The incredible shrinking US broadband plan
[Commentary] A year into the National Broadband Plan and two years into the Obama Administration, it is worth looking at the progress in promoting an infrastructure that candidate Obama had declared essential.
The idea is to liberate 500 megahertz of spectrum, to auction it off to providers of 4G, presumably mobile telecom companies, thus more than doubling their spectrum, and to use the proceeds to create broadband connectivity for unserved areas and people. In the end, it is likely that much less spectrum will be available for auctioning than envisioned, and hence less money would be generated. In other words, a major struggle with broadcasters in the name of broadband Internet will result in $19.6bn for non-broadband purposes, and in only $8.2bn towards infrastructure, all of it for 4G wireless. Why then not move the national effort to fibre, which by general agreement, is the road to the future? The problem is that the Federal budget deficit does not permit the funding of a national fiber initiative. This leaves the government with the fallback to use an off-budget currency – spectrum allocations— to advance its goals, and it shapes its preference to the wireless platform. But if fiber upgrades are to be pursued, too, how would those investments then be generated? The approach here needs to generate creatively off-budget strategies.

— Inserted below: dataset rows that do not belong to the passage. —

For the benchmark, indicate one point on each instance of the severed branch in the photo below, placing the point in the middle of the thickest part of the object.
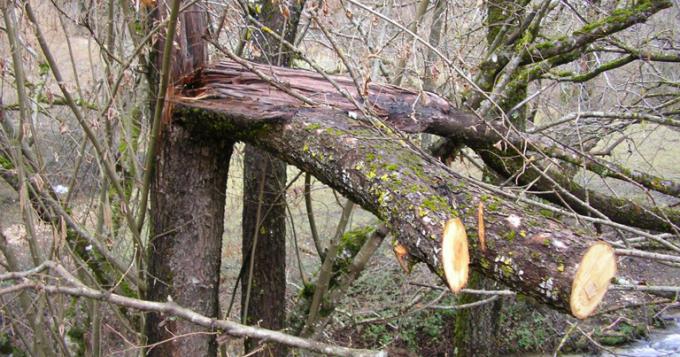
(377, 168)
(425, 112)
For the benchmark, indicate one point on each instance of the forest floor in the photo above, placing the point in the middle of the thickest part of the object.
(386, 308)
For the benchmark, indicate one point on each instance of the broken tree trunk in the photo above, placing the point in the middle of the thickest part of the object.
(382, 171)
(424, 112)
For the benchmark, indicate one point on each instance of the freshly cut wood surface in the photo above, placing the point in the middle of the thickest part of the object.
(455, 255)
(376, 167)
(592, 279)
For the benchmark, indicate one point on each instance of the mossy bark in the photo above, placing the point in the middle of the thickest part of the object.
(381, 171)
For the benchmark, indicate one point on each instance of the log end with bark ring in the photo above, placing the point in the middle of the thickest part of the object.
(592, 279)
(455, 255)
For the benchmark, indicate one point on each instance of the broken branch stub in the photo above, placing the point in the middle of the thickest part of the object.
(592, 279)
(377, 168)
(455, 256)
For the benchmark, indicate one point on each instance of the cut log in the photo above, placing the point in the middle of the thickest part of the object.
(424, 112)
(592, 279)
(455, 256)
(383, 172)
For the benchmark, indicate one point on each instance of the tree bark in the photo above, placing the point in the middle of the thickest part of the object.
(381, 171)
(187, 204)
(186, 241)
(263, 286)
(263, 293)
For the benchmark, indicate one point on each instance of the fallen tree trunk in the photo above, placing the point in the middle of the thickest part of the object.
(412, 192)
(424, 112)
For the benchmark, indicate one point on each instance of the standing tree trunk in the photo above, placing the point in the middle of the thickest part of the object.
(477, 329)
(263, 287)
(187, 200)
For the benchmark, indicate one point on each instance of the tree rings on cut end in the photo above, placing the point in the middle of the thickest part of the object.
(592, 279)
(455, 255)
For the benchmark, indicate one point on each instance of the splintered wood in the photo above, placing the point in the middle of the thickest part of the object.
(455, 255)
(592, 279)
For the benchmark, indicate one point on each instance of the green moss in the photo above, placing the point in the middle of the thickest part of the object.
(392, 167)
(546, 213)
(510, 236)
(313, 126)
(6, 163)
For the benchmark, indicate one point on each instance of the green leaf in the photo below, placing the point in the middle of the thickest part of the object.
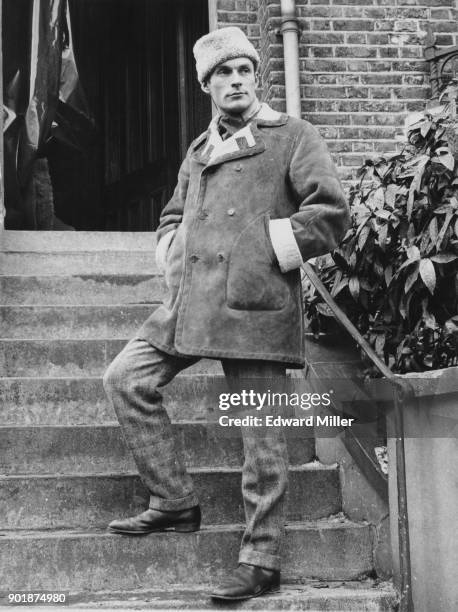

It would have four elements:
- Tax incentives, through investment credits for incremental high-speed network upgrades in low-density areas, and for certain hardware upgrades by low-income end-users.
- Regulatory incentives, such as encouragement for cable, telecoms, and other infrastructure providers to share the fiber in low-density areas and thus lower their cost, subject to openness requirements and consumer protections.
- Creation of a Federal off-tax funding mechanism. This already exists through the universal service fund for rural telecom and is being transformed into a wider mechanism for broadband. It is, in effect, an internal taxing mechanism for telecom and soon for broadband, paid through a levy on communications bills. However, the amounts raised today for high-cost areas is about $4.5bn, of which maybe a third would go to fiber, and are not enough to fund fiber nationally. Expanding this mechanism would be the most realistic source of funding, and it might find the approval even of anti-tax Republicans because it is pro-rural and not formally a tax.
- Local cost sharing. There should be a much stronger role and responsibility for states and municipalities to support the infrastructure in their states following their own priorities. They could work with private companies, and use tax-free municipal bonds to support these projects. This should be promoted by Federal matching contributions, using the broadband fund mentioned above.
To conclude: the vision of a nation-wide fiber infrastructure should not be replaced by merely facilitating the new generation of mobile communications, and then relabeling it high-speed broadband. If the US is losing its technology lead it is not because of a lack of private sector initiatives, but because its government is losing the ability to do or enable big things.